The whole platform is unreachable for a few minutes. We’re investigating and trying to recover asap.
[09:35] First frontend to be unreachable.
[09:40] All frontends are unreachable.
[09:55] The hosting provider explains that the issue is due to a DHCPv6 flood - our monitoring doesn’t show an unusual DHCPv6 traffic.
[10:05] Servers are booting in rescue-mode to investigate further.
[10:20] They are unreachable even in rescue mode. The support is investigating. We start to migrate the DNS record to a new frontend.
[10:51] The support ticket is escalated to an upper level, and we are asking to let the servers down without any ETA to get a proper fix.
[11:05] Another independant frontend is deployed for HTTP only - services are running but in a degraded mode.
[11:18] HTTPS deployed, all services are up and no longer running in a degraded mode.
[07:30] All servers are reachable again, but only in rescue mode.

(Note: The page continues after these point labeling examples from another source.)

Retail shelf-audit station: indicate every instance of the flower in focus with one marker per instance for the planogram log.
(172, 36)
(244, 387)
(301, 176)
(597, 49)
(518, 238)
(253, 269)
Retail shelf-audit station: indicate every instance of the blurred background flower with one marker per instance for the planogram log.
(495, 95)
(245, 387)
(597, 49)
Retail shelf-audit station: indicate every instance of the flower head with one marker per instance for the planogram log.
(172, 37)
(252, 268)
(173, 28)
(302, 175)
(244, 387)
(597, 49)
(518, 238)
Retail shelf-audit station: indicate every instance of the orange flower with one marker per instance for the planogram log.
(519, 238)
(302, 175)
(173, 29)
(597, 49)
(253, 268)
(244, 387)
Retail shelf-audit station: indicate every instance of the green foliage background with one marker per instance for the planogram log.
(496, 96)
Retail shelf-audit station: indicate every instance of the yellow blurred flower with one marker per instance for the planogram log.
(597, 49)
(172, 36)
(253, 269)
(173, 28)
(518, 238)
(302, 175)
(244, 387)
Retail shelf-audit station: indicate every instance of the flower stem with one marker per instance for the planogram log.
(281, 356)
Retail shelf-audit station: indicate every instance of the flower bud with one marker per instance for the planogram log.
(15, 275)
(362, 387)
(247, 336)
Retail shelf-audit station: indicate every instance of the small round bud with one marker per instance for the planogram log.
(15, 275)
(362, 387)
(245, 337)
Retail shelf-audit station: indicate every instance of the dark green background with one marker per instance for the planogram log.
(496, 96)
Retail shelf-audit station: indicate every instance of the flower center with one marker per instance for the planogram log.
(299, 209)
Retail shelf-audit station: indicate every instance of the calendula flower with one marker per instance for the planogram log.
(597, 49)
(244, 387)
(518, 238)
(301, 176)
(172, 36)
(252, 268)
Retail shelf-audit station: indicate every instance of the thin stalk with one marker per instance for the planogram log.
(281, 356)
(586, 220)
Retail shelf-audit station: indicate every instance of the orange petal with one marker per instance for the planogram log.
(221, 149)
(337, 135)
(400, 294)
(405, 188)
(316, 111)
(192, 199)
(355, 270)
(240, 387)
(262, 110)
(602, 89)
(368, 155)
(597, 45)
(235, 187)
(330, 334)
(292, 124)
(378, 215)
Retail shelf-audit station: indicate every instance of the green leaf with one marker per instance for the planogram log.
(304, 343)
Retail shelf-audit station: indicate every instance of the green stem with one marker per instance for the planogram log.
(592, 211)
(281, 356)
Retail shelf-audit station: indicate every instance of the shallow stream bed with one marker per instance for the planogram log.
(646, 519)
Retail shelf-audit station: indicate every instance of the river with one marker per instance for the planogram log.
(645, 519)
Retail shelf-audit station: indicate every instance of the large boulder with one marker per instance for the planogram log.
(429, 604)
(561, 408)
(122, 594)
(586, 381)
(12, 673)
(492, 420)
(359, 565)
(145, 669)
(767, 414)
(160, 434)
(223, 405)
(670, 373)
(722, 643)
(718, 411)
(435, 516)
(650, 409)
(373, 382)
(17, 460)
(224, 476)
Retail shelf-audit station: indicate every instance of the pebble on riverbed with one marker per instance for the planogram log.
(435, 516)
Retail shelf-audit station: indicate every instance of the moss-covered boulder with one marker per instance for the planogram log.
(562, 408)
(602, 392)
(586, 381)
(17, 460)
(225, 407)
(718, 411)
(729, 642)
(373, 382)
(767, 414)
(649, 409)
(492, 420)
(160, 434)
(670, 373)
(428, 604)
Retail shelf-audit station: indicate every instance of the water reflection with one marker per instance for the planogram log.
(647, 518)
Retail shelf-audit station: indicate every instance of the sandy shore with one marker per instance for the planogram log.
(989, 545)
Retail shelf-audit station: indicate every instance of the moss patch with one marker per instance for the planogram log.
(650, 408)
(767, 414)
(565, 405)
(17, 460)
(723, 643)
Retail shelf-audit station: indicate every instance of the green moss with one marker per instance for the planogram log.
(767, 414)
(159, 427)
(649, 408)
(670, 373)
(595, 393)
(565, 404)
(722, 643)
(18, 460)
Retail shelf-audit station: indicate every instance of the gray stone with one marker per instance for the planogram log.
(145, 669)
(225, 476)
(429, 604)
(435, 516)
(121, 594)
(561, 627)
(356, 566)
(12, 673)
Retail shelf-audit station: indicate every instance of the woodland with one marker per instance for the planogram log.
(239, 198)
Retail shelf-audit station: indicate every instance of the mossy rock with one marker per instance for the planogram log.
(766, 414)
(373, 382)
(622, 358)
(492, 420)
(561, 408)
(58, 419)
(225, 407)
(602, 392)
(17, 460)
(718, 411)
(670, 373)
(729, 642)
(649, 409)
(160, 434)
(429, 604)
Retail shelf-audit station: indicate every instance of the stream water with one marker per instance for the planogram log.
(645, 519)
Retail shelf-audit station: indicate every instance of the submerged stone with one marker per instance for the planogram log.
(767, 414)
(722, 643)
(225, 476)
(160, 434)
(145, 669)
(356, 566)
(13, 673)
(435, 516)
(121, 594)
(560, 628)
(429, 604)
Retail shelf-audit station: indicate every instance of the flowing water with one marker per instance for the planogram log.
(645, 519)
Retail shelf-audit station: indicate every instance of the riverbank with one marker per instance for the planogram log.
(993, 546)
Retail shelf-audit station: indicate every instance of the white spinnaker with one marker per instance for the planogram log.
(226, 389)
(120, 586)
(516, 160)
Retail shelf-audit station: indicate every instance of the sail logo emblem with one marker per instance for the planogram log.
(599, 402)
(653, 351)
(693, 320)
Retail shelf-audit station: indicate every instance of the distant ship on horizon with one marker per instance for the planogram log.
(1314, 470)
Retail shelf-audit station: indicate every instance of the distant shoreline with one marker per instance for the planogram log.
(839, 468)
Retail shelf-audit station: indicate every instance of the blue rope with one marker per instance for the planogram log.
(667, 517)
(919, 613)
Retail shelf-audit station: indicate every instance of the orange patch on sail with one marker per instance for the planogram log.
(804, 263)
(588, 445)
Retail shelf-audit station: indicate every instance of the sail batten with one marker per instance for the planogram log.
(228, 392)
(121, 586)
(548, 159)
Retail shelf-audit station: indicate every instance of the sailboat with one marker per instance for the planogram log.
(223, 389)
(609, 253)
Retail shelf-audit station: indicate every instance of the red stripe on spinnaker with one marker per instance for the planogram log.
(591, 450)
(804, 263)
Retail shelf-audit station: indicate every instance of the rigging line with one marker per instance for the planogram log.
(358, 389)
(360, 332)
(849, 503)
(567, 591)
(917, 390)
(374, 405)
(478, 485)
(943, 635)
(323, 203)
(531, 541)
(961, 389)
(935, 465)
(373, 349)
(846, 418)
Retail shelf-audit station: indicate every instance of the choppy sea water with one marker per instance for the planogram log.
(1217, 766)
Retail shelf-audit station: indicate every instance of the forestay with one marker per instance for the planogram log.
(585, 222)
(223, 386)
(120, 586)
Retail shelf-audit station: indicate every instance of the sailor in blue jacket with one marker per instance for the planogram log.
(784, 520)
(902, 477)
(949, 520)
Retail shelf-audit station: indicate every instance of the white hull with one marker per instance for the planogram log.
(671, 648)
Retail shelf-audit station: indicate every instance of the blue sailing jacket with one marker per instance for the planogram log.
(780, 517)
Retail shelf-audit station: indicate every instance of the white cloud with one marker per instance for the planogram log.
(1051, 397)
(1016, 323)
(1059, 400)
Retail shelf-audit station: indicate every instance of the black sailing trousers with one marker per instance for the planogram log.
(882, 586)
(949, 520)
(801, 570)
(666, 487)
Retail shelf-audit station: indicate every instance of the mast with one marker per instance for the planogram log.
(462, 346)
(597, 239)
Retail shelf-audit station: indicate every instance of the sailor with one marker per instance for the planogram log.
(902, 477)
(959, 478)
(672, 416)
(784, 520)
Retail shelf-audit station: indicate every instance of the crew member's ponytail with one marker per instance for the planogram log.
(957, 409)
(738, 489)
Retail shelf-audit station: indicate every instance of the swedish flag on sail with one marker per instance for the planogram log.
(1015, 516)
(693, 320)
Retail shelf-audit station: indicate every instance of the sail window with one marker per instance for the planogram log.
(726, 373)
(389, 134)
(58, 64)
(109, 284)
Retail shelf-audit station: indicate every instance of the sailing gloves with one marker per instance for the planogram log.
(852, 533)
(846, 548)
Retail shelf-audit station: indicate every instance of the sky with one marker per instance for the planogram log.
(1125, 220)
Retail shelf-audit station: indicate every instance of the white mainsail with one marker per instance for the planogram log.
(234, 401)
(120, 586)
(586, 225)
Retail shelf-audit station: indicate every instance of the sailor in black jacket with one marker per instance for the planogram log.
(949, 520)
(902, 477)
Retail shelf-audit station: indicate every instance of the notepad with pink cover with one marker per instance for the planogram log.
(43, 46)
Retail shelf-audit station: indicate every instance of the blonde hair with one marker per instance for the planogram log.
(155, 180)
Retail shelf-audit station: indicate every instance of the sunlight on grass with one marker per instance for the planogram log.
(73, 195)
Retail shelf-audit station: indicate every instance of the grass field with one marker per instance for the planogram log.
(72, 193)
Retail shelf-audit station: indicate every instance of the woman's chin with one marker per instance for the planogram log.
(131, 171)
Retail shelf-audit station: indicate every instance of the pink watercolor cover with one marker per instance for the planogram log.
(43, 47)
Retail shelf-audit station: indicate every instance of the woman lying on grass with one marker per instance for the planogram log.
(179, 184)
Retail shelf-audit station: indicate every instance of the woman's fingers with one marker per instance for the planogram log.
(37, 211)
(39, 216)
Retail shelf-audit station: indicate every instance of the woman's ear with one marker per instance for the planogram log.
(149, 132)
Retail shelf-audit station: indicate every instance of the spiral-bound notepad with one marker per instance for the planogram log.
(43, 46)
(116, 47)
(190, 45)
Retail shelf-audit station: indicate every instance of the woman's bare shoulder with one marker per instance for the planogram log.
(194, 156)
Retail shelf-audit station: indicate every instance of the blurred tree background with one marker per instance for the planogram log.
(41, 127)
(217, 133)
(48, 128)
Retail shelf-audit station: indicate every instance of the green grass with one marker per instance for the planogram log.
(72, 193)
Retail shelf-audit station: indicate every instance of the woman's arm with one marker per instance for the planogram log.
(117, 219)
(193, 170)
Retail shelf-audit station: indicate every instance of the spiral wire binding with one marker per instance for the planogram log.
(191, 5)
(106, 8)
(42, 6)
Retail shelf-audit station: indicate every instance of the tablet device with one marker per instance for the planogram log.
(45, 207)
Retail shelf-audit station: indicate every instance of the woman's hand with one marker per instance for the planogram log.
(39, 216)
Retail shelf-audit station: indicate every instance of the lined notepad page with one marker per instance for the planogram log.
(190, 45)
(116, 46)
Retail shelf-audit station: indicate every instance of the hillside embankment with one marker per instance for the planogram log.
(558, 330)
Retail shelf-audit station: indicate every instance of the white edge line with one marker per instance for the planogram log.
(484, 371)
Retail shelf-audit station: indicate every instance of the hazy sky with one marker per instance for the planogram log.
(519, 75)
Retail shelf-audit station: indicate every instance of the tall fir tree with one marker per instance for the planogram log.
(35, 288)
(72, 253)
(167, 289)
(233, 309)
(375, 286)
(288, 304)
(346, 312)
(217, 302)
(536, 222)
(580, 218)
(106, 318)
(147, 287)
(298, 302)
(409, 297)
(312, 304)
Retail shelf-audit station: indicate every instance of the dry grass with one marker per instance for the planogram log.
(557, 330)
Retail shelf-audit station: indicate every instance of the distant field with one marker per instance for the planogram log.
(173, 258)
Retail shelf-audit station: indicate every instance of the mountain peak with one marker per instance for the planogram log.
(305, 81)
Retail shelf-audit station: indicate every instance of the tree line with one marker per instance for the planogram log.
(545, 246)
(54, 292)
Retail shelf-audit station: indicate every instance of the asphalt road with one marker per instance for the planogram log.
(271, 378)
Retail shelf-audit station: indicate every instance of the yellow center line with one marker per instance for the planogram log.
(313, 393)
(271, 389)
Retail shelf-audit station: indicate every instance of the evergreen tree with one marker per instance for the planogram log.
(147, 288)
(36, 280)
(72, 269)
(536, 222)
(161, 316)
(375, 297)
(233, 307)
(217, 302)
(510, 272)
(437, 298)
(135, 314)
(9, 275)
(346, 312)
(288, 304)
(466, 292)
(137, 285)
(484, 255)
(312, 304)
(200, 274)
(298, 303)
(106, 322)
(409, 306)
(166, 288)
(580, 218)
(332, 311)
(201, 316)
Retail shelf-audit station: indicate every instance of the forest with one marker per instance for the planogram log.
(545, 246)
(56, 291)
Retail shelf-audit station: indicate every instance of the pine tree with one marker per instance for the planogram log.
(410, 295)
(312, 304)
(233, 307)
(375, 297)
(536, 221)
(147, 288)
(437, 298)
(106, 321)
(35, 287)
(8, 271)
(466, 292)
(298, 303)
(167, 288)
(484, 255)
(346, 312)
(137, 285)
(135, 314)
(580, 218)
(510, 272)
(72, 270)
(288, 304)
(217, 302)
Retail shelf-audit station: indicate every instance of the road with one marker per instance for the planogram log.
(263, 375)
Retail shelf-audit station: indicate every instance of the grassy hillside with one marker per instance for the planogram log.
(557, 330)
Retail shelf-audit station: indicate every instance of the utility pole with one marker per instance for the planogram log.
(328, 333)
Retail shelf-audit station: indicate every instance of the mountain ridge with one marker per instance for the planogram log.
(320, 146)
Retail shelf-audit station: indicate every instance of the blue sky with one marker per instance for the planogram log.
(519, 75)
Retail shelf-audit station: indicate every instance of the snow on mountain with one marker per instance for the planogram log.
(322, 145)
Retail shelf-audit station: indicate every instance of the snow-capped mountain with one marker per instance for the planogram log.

We’re asked to disable IPv6.
[08:30] Still issues on the internal network.
[09:00] Issue resolved, all servers are up and running. Beginning the DNS migration back the default configuration, without IPv6 support.
[10:00] Migration done. Still working with the hosting provider to get more details.
[2017/02/20] All actions have been applied on both side to avoid any further downtime because of this.